The answer above is like

b = a.combination(2).to_a
=> [[1, 2], [1, 3], [1, 4], [2, 3], [2, 4], [3, 4]]

To be more precise.

From

a = [1,2,3,4,5,6]

how to get

=> [[[1, 2], [3, 4], [5, 6]], [[1, 3], [2, 5], [4, 6]], [[1, 4], [2, 6], [3, 5]], [[1, 5], [2, 4], [3, 6]], [[1, 6], [2, 3], [4, 5]]]

which is 5 arrays of uniq values (1,2,3,4,5,6):

[1, 2], [3, 4], [5, 6]
[1, 3], [2, 5], [4, 6]
[1, 4], [2, 6], [3, 5]
[1, 5], [2, 4], [3, 6]
[1, 6], [2, 3], [4, 5]

You seem to have changed the question. Originally you wanted an array of arrays, each of >which had a pair of arrays. Now you want triplets?

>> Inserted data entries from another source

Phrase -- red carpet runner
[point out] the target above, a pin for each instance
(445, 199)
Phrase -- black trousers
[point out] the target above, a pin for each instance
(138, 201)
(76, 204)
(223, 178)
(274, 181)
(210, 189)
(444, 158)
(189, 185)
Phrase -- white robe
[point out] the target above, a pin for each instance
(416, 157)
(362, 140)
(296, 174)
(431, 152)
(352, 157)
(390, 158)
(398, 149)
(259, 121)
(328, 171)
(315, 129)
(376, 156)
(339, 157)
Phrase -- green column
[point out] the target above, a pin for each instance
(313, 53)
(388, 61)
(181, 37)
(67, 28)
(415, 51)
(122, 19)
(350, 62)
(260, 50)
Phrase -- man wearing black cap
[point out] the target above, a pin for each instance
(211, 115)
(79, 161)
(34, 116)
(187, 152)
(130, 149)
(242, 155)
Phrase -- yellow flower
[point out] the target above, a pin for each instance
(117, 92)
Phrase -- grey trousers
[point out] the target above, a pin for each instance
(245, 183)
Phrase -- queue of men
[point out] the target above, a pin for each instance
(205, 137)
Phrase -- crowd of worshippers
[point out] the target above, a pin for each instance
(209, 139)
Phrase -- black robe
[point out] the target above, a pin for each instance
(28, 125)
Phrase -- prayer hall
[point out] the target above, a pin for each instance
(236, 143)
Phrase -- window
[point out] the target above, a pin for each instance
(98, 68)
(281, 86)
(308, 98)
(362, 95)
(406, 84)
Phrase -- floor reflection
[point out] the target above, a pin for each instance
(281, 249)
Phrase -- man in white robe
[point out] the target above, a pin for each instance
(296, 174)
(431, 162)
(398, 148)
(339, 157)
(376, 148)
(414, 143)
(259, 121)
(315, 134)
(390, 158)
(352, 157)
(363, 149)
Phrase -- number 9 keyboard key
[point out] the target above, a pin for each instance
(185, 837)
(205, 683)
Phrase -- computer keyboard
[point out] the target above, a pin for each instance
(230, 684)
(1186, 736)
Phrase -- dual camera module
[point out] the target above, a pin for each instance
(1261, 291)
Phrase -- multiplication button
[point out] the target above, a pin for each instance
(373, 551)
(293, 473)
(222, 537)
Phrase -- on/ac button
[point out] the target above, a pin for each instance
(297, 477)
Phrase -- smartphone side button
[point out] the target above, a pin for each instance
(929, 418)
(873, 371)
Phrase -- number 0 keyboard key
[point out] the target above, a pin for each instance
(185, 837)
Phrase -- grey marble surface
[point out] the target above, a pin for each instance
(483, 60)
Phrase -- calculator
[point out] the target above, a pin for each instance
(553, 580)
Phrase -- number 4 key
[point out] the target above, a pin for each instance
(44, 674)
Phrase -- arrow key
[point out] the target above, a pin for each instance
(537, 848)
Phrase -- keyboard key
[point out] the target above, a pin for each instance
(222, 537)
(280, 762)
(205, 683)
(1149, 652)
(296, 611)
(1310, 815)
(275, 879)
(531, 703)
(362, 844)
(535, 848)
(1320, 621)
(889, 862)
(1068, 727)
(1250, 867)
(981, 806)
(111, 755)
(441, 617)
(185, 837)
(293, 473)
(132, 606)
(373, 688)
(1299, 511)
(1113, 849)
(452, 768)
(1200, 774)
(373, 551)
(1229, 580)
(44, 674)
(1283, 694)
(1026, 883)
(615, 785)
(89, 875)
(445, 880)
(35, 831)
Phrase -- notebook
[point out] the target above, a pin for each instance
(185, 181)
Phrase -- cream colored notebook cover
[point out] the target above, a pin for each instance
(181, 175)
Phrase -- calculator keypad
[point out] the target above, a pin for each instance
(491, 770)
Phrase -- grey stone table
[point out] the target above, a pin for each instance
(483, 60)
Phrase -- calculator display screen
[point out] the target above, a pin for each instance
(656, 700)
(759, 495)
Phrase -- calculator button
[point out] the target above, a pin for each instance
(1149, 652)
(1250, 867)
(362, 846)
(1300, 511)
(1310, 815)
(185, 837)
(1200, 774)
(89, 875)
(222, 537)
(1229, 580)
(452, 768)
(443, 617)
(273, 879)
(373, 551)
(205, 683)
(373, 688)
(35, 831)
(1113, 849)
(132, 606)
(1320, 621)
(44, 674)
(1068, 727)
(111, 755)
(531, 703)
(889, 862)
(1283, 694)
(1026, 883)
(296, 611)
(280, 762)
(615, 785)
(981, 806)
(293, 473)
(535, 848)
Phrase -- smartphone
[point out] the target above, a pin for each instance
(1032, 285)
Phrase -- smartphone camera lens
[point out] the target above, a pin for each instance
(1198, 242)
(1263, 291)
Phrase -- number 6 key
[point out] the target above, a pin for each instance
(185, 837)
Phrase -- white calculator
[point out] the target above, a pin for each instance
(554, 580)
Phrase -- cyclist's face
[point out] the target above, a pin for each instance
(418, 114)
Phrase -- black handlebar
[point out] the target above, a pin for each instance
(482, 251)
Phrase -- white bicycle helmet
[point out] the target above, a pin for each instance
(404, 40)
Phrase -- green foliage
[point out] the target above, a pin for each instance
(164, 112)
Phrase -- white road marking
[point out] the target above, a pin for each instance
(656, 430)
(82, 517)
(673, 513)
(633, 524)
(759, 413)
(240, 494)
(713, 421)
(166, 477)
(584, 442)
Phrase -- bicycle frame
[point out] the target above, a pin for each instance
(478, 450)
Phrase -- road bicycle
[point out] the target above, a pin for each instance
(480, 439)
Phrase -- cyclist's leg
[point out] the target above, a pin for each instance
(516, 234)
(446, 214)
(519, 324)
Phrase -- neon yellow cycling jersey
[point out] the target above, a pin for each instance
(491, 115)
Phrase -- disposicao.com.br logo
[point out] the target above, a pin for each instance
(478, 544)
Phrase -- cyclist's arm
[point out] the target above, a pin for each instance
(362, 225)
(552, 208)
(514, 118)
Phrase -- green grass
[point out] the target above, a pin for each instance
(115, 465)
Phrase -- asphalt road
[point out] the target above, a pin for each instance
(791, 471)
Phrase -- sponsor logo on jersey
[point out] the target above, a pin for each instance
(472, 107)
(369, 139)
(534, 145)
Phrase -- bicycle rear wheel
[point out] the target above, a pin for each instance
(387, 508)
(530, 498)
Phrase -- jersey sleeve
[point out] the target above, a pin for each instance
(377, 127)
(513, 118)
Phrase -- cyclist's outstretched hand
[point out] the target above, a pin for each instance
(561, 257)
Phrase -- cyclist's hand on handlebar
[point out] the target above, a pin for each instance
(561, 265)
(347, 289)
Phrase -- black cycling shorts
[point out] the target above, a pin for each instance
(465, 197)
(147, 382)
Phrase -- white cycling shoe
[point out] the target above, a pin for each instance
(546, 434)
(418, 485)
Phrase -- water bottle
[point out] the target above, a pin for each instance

Yes, because the first exemple with [1,2,3,4] was too easy, and the answer doesn't fit with a more complex array like [1,2,3,4,5,6] and so one.

Kev
  • 118,037
  • 53
  • 300
  • 385
highlight
  • 31
  • 3
  • The question is extremely vague. – sawa Jun 30 '11 at 15:49
  • You seem to have changed the question. Originally you wanted an array of arrays, each of which had a pair of arrays. Now you want triplets? – Andy Jun 30 '11 at 17:20

4 Answers4

1

this gets you most of the way there i think

[1,2,3,4].combination(2).inject([]){|arr,r| arr << (Hash[*r]); arr}

if you take the first and last element from this array iteratively you get what you were after

def con(h, arr = []) 
  arr <<[h.delete(h.first).to_a.flatten, h.delete(h.last).to_a.flatten]
  con(h, arr) unless h.empty?
  p arr
end

#=> [[[1, 2], [3, 4]], [[1, 3], [2, 4]], [[1, 4], [2, 3]]]
chrispanda
  • 3,204
  • 1
  • 21
  • 23
0

Well, it ain't pretty, but it works. combination takes a block.

a = [1,2,3,4]
ans = []

a.combination(2) do |i|
  a.combination(2) do |j|
    x = [i, j]
    y = x.flatten
    next if y.uniq != y
    ans << x
  end
end

puts ans.inspect

EDIT: made it slightly less ugly.

Andy
  • 1,480
  • 14
  • 17
0

Added this as another answer because it's really a slightly different question - and a lot harder!

 def accept(a)
   0.upto(a.size-1){|i| return false unless a[i] == a[i].sort
   return false if (i > 0 && a[i][0] <= a[i-1][0])}
   true
end

 x=[1,2,3,4,5,6].permutation.inject([]){|arr, per| arr<< per.in_groups_of(2); arr}
 arr = x.inject([]){|arr,y| arr << y if accept(y); arr}
 p arr

Not very pretty, but does what you want for any size of array I think

chrispanda
  • 3,204
  • 1
  • 21
  • 23
  • This give a lot of duplicate array like [1, 2]. What i wanted is this array uniq, like in the exemple i wrote. – highlight Jul 01 '11 at 09:54
  • actually, the print statement in the last line prints out what you want - edited to make it clearer - int the console this is swamped by the output that follows – chrispanda Jul 01 '11 at 10:03
0

Finally i find a solution without permutation, uniq, combination, flatten :)

    a = [1,2,3,4,5,6]
    count = a.count

    totalloop = count - 1
    arrayperloop = count / 2
    rounds = []

    for round in 0...totalloop
        for i in 0...arrayperloop

            x = (round + i) % (count - 1)
            y = (count - 1 - i + round) % (count - 1)

            if i == 0
              y = count - 1
            end

            rounds<<[x + 1, y + 1]
        end
    end

rounds.each_slice(arrayperloop).to_a give me what i wanted

    [[[1, 6], [2, 5], [3, 4]], [[2, 6], [3, 1], [4, 5]], [[3, 6], [4, 2], [5, 1]], [[4, 6], [5, 3], [1, 2]], [[5, 6], [1, 4], [2, 3]]]

Not so ugly ! And always work if we add n*2 integer to the array.